Mengfan Wang is an independent theatre director and choreographer, with training in history of art at the Central Academy of Fine Arts, Beijing, and dance studies at the Hochschule für Musik und Tanz, Cologne. Seeking to explore performative expressions of ordinary people, her dance theatre practice engages middle-aged women and children through a collaborative rework of daily acts and recently focuses on ageing bodies by working with retired ballet dancers. Mengfan is selected as “Dance Hopeful (Hoffnungsträger)” by German dance magazine tanz in its yearbook 2018. Her dance works have been invited to VIE Festival Bologna, Beijing Fringe Festival, Wuzhen Theater Festival, among others. Commissioned by the Centre Pompidou and the West Bund Museum Shanghai, her latest work Narrative Fountain was shown as part of Women in Motion 2023. Wang’s artist residencies span across Shanghai, Berlin, Copenhagen, and Zurich, including working with Theatre HORA supported by the Swiss Arts Council.
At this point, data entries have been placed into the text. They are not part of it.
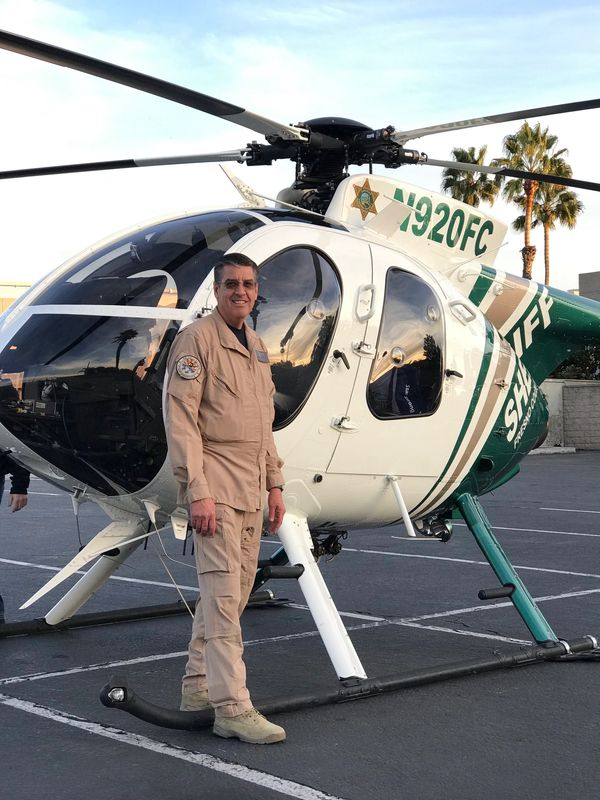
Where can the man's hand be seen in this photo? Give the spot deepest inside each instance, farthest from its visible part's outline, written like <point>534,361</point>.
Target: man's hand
<point>203,516</point>
<point>17,502</point>
<point>276,510</point>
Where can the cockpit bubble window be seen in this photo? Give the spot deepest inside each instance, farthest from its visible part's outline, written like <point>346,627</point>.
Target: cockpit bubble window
<point>161,266</point>
<point>406,376</point>
<point>85,394</point>
<point>299,298</point>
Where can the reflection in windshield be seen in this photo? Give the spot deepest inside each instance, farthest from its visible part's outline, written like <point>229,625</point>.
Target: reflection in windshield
<point>295,314</point>
<point>161,266</point>
<point>406,377</point>
<point>86,396</point>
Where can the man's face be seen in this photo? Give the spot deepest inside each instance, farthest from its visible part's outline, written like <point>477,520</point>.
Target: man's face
<point>236,294</point>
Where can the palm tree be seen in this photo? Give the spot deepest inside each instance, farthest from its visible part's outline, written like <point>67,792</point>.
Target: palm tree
<point>553,204</point>
<point>531,150</point>
<point>465,186</point>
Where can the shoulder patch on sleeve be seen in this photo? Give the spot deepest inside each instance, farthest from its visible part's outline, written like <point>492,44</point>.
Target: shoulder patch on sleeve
<point>188,367</point>
<point>262,355</point>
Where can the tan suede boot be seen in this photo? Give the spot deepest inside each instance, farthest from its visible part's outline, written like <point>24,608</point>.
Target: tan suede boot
<point>250,726</point>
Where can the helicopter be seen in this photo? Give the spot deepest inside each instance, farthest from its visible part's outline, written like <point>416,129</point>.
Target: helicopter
<point>407,368</point>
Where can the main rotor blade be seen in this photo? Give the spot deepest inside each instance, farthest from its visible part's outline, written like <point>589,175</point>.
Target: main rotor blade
<point>146,83</point>
<point>125,163</point>
<point>401,137</point>
<point>542,177</point>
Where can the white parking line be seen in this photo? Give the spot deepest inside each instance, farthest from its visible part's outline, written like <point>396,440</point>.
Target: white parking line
<point>462,632</point>
<point>570,510</point>
<point>128,662</point>
<point>494,606</point>
<point>525,530</point>
<point>232,770</point>
<point>470,561</point>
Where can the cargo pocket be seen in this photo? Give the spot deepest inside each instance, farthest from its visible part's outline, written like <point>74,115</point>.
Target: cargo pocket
<point>213,551</point>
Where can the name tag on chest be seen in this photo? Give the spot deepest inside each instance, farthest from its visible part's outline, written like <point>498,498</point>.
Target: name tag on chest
<point>262,356</point>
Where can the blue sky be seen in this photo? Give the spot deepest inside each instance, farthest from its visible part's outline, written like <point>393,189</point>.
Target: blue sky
<point>405,64</point>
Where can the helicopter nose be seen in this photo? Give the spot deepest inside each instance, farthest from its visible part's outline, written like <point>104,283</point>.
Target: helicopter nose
<point>83,392</point>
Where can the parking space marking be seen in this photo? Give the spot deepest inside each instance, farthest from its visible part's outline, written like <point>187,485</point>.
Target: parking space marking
<point>38,676</point>
<point>569,510</point>
<point>470,561</point>
<point>524,530</point>
<point>229,768</point>
<point>439,629</point>
<point>504,604</point>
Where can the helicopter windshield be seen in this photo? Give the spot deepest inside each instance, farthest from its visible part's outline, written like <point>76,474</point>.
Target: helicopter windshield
<point>298,302</point>
<point>161,266</point>
<point>406,376</point>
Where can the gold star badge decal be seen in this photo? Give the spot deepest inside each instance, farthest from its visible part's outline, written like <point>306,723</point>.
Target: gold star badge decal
<point>365,199</point>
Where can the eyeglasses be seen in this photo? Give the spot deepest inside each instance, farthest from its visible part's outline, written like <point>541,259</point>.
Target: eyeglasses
<point>233,284</point>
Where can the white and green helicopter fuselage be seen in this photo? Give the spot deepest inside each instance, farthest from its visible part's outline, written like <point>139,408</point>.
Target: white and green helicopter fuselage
<point>406,369</point>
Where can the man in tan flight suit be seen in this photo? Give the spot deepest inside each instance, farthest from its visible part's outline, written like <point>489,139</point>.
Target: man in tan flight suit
<point>219,415</point>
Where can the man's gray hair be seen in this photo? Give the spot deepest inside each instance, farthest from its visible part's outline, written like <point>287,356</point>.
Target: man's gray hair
<point>234,260</point>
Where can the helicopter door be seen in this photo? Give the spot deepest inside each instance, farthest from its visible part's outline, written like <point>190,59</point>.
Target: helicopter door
<point>395,406</point>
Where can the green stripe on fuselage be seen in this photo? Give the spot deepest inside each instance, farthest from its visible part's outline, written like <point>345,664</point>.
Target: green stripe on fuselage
<point>483,371</point>
<point>482,285</point>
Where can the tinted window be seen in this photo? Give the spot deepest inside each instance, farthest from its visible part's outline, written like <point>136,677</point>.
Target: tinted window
<point>296,311</point>
<point>297,215</point>
<point>84,392</point>
<point>406,377</point>
<point>163,265</point>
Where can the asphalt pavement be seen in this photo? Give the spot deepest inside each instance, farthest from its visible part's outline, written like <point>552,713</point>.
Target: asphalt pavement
<point>525,732</point>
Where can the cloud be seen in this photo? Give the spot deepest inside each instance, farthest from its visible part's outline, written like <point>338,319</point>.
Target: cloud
<point>407,64</point>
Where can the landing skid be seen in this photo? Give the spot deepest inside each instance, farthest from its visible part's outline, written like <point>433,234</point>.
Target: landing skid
<point>117,694</point>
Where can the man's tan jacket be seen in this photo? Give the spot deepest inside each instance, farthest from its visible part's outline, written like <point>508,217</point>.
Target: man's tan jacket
<point>219,416</point>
Chen Zhan is an architect, anthropologist, and independent filmmaker, trained at the Architectural Association and SOAS University of London respectively. An ARB registered architect, Zhan has worked on various award-winning projects across scales and sectors internationally since 2011, including the Maggie’s Cancer Care Centre in Leeds, United Kingdom. Following a self-reflexive turn from a designer’s mind, Zhan dived into anthropology in search of a different way of seeing the world. Since 2019, Zhan has used film as a collaborative medium to expand beyond architecture to conduct long-term research-oriented projects, including a short documentary AHMAD that tells the story of a Lebanese asylum seeker who rebuilds his life through cooking and food-sharing with Londoners, and the fictional visual ethnography series ORCHID, BEE and I that dissects the ecological crisis and the pandemic experience through consumption, dwelling, and companionship. Her film won Best Short Film at the Venice Architecture Film Festival in 2023.